Another thing that has evolved is the duration of tasks. If you had asked in 2017, among the tasks possible to automate, some were very short — 30 seconds or a minute is about the maximum duration you could reliably predict a task being performed in an automated way. Now, we can perform some of these tasks for over four hours. The duration of tasks with reasonably predictable completion has made huge strides.
Newton: So, what I hear is that if you measured the tasks that are automatable now, that number is trending much higher than 50%. But at the same time, the number of jobs you could fully automate remains stubbornly in the same place as it was ten years ago. What is your best explanation for this gap?

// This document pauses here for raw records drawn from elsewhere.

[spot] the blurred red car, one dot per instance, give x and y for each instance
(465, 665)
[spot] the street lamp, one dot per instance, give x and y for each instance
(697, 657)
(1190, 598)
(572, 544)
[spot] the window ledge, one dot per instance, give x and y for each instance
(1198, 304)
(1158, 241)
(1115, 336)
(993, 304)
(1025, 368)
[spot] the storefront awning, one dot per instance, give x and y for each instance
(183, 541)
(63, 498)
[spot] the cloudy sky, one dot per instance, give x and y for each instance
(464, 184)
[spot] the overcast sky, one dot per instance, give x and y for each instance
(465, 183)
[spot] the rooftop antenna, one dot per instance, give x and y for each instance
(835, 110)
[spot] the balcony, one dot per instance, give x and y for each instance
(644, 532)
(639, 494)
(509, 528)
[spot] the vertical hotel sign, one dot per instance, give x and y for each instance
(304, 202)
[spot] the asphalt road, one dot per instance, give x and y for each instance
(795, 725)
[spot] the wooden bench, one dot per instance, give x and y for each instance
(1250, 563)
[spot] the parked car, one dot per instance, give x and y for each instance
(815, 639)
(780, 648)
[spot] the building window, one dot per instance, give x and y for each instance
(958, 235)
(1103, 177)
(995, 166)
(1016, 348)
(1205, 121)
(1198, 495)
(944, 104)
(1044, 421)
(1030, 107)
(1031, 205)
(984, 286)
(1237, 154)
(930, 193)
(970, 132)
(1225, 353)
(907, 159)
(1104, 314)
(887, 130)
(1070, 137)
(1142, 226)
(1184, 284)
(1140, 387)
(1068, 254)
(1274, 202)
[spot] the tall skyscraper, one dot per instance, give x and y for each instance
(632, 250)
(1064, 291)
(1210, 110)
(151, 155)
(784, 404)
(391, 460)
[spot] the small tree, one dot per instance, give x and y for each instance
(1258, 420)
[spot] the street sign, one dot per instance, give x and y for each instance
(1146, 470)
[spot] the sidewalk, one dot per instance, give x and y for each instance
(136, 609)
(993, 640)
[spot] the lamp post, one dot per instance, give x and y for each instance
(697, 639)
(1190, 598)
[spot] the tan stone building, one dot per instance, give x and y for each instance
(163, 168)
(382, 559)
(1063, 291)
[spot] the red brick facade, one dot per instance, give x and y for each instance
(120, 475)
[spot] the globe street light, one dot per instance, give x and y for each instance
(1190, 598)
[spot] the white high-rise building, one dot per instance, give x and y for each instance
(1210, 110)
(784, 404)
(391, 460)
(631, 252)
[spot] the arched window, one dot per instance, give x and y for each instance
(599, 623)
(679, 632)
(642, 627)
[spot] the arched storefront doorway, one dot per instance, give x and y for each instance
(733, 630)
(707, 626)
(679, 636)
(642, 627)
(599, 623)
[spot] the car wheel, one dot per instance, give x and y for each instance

Manyika: Part of the gap is that we now understand more fully that entire jobs have a much more complex mix of tasks, and this idea of weak links or coupled tasks is very important in most professions. If you look across the entire economy, for most complex tasks, we cannot automate most of them. So, the question of which entire jobs you can automate to more than 90% is still a relatively small number.
Most of the debate among labor economists is whether in the next decade that number is more like 2 or 3% or more like 9 or 10%. I don't think anyone who has looked at the automation of entire jobs would say it's 50% or one of those extraordinarily high numbers.
That's why I come back to the idea that three things will happen. Yes, there will be job declines. But there will also be jobs that grow — this is a function of existing jobs that increase in demand because technology often changes the landscape of demand, and new jobs are created. We forget that David Autor and others have shown that if you go back to 1945 and compare it to today, something like more than 60% of the jobs we have in the economy today did not exist back then, and many were introduced as a result of technological changes that created the category.
But the most important effect is that the very nature of work is changing.